On Jan 18, 2006, at 2:59 PM, Benjamin Franksen wrote:
On Wednesday 18 January 2006 19:01, Dimitry Golubovsky wrote:
Is it possible to redirect a Handle (say stdout) somewhere only
within a running thread (started with forkIO) not touching the same
handle for the main and other threads?
I have a lot of code written with putStr(Ln) which was used in a
program acting as a filter, i. e. stdout was redirected by the
invoking shell. Now I want to run this code within a thread in other
program, but output must go to a file (or a pipe, or anywhere else a
file descriptor may be opened for). So fdToHandle is not good because
I need to modify the `stdout' only for that thread, not to create a
new Handle. Rewriting the code is not a convenient way (but will be
done if nothing else helps) because then I will need to pass that
handle around.
Isn't this _the_ real-world example perfectly matching Robert Dockins'
'threadlocal' proposal?
Yes, actually.

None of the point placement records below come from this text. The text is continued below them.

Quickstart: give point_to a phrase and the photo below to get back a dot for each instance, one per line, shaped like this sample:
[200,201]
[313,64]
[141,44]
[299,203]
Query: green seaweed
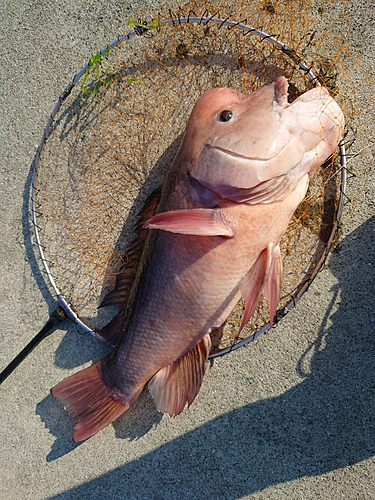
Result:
[94,67]
[145,27]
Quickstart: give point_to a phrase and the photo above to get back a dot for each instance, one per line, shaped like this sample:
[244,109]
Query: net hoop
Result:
[141,30]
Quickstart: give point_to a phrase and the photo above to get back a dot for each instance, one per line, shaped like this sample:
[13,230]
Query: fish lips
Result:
[218,174]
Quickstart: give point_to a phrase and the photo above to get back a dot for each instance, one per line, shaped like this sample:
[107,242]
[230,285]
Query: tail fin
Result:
[88,401]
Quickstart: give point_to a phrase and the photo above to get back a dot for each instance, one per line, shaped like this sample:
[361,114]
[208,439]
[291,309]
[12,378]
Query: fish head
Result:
[242,124]
[244,146]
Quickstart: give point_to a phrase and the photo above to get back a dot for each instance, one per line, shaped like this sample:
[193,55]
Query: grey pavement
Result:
[289,416]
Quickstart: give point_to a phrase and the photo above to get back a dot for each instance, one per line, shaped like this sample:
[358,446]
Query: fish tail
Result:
[89,401]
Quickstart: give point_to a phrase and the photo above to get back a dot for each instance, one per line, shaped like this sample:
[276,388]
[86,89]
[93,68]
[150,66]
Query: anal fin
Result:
[177,384]
[88,401]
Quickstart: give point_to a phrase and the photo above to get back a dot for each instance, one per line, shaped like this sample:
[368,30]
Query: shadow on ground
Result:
[324,423]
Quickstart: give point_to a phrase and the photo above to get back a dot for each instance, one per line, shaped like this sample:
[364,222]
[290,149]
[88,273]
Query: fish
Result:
[210,237]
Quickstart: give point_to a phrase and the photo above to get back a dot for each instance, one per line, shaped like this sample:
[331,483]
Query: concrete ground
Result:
[289,416]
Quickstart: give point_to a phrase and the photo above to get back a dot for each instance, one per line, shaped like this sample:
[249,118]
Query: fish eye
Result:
[225,116]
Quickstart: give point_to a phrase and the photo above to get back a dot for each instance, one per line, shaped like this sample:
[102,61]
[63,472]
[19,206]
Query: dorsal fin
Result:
[125,278]
[177,384]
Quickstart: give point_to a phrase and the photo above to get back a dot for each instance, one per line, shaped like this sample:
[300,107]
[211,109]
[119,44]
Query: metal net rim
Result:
[139,31]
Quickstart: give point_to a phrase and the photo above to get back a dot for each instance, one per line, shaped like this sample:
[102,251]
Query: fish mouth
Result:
[237,155]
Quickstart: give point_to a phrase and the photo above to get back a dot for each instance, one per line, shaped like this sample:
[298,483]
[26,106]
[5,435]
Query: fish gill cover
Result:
[116,131]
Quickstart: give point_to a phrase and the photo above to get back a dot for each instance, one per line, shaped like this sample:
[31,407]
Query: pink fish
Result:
[241,171]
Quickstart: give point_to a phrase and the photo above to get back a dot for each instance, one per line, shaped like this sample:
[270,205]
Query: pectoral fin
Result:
[252,284]
[265,276]
[198,221]
[177,384]
[272,289]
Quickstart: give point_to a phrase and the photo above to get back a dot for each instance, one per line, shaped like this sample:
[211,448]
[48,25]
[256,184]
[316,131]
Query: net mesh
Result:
[116,133]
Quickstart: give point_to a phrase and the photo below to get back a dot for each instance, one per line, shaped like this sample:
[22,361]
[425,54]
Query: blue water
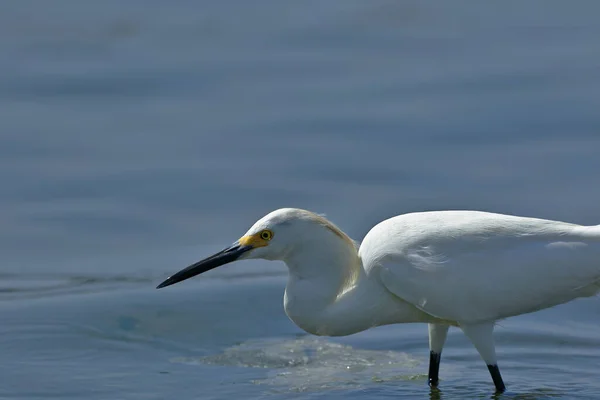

This is precisely the use case that got me thinking
about threadlocal storage in the first place. I'm working on Shellac
(http://www.mail-archive.com/haskell@haskell.org/msg17871.html) and
it turns out that redirecting the standard output handle for a
specific thread would be really nice. The obvious alternative is to
pass in a function of type (String -> IO ()) and pass it around, and
make sure to use it instead of putStr and friends. The non-obvious
alternative is some unsafePerformIO hackery, as just posted. Either
way, its ugly.
[snip]
Rob Dockins
Speak softly and drive a Sherman tank.
Laugh hard; it's a long way to the bank.